Developing GraphQL API for Web Application
GraphQL is a query language for APIs and a runtime for executing them. The client requests exactly the fields it needs and gets precisely those—no more, no less. This solves two REST problems: over-fetching (extra data) and under-fetching (multiple requests for one screen).
Core Concepts
Schema-first: API is defined through types:
type Article {
id: ID!
title: String!
body: String!
author: User!
tags: [Tag!]!
createdAt: DateTime!
}
type Query {
article(id: ID!): Article
articles(filter: ArticleFilter, page: Int, limit: Int): ArticleConnection!
}
type Mutation {
createArticle(input: CreateArticleInput!): Article!
updateArticle(id: ID!, input: UpdateArticleInput!): Article!
}
type Subscription {
articleUpdated(id: ID!): Article!
}
Queries and Fragments
# Client requests only needed fields
query ArticlePage($id: ID!) {
article(id: $id) {
title
body
author {
name
avatar
}
tags { name, slug }
}
}
# Reusable fragments
fragment ArticleCard on Article {
id, title, slug
author { name }
createdAt
}
query ArticleList {
articles(limit: 10) {
nodes { ...ArticleCard }
pageInfo { hasNextPage, endCursor }
}
}
N+1 Problem and DataLoader
GraphQL's main technical issue—N+1 queries. For a list of 20 articles with author field: 1 + 20 = 21 SQL queries.
Solution—DataLoader (Facebook, available for all languages):
const userLoader = new DataLoader(async (userIds: readonly string[]) => {
const users = await db.user.findMany({
where: { id: { in: [...userIds] } }
});
return userIds.map(id => users.find(u => u.id === id));
});
// In resolver
const articleResolver = {
author: (article, _, { loaders }) => loaders.user.load(article.authorId),
};
// Now: 1 query for articles + 1 batch query for all authors
Implementation (Node.js + Apollo Server + Prisma)
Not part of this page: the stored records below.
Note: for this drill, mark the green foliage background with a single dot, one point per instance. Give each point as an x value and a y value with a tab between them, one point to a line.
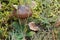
46	13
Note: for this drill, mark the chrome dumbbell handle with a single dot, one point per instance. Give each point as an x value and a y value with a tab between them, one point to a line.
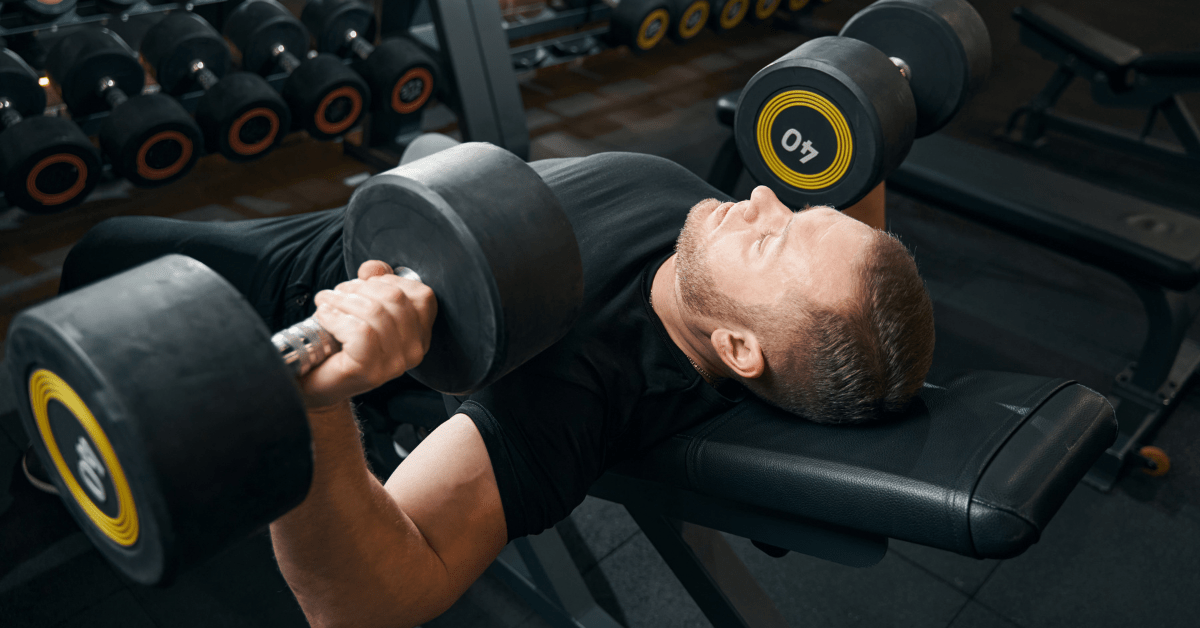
306	344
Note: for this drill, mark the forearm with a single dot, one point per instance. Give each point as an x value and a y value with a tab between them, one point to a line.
349	554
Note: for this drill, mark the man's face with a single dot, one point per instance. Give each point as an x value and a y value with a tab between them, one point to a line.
753	252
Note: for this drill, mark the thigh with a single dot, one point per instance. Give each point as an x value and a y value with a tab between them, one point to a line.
276	263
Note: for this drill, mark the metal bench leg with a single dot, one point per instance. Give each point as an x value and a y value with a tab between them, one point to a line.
1147	390
712	573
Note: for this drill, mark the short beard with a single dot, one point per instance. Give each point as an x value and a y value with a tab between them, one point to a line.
691	268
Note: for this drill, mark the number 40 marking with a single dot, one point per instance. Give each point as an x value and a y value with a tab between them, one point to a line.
793	141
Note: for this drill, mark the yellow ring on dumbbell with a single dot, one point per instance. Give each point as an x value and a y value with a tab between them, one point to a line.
733	12
699	6
46	387
763	9
645	39
821	105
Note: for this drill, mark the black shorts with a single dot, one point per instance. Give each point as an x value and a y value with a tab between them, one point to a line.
276	263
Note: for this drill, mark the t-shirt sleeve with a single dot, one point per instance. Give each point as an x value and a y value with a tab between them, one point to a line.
545	438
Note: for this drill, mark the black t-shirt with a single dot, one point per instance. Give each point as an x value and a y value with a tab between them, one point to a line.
616	384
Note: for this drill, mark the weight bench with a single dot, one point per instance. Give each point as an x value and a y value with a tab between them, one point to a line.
1156	250
977	467
1120	76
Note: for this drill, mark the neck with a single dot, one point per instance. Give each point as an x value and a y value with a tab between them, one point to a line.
683	326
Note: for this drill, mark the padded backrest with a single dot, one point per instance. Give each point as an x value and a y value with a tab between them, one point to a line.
977	467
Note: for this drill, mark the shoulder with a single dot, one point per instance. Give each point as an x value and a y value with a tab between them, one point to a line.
617	169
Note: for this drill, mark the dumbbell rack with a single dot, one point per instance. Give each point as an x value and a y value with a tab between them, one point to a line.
12	19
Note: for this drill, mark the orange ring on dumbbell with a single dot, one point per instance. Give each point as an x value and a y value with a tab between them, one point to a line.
243	148
334	129
66	195
156	174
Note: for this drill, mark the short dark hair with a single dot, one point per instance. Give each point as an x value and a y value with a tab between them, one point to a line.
857	363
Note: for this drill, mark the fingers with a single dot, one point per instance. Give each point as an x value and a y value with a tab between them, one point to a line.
373	268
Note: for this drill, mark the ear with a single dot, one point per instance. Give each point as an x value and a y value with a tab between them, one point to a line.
739	351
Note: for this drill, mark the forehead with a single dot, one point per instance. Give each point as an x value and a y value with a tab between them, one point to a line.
825	255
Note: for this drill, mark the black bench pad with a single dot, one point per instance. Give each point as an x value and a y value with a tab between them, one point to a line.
1087	43
977	467
1120	233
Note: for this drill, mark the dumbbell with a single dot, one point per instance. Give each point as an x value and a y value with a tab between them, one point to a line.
640	24
46	163
160	402
41	11
762	10
149	138
240	114
826	123
401	76
727	15
325	96
693	17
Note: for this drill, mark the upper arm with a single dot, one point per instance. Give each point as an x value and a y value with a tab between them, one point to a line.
448	488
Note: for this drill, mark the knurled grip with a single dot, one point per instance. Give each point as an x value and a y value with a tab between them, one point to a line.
306	344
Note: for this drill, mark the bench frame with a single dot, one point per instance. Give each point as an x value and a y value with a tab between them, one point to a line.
1159	94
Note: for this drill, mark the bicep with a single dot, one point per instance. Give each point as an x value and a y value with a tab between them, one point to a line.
448	489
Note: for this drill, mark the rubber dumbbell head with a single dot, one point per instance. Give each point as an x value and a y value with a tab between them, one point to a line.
333	21
325	96
258	28
243	117
943	43
729	15
762	10
180	47
826	123
117	378
150	139
640	24
37	11
46	163
693	17
240	115
401	76
136	418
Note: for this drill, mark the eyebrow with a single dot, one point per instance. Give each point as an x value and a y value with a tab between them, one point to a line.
783	233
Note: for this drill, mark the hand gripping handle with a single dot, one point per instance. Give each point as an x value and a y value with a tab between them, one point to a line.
306	344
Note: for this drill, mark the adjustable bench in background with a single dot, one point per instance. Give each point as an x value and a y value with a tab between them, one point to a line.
1120	76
import { ApolloServer } from '@apollo/server';
import { makeExecutableSchema } from '@graphql-tools/schema';
const typeDefs = gql`...`;
const resolvers = {
Query: {
article: async (_, { id }, { db }) =>
db.article.findUnique({ where: { id } }),
articles: async (_, { filter, page = 1, limit = 20 }, { db }) =>
db.article.findMany({
where: filter ? { status: filter.status } : undefined,
skip: (page - 1) * limit,
take: limit,
}),
},
Mutation: {
createArticle: async (_, { input }, { db, user }) => {
if (!user) throw new GraphQLError('Unauthorized', {
extensions: { code: 'UNAUTHENTICATED' }
});
return db.article.create({ data: { ...input, authorId: user.id } });
},
},
};
const server = new ApolloServer({ schema: makeExecutableSchema({ typeDefs, resolvers }) });
Authorization at Resolver Level
import { shield, rule, and } from 'graphql-shield';
const isAuthenticated = rule()((_, __, ctx) => !!ctx.user);
const isOwner = rule()(async (_, { id }, ctx) => {
const article = await ctx.db.article.findUnique({ where: { id } });
return article.authorId === ctx.user?.id;
});
const permissions = shield({
Mutation: {
createArticle: isAuthenticated,
updateArticle: and(isAuthenticated, isOwner),
},
});
Subscriptions
subscription CommentAdded($articleId: ID!) {
commentAdded(articleId: $articleId) {
id, body, author { name }
}
}
Implementation via WebSocket (graphql-ws) + Redis Pub/Sub for scaling across instances.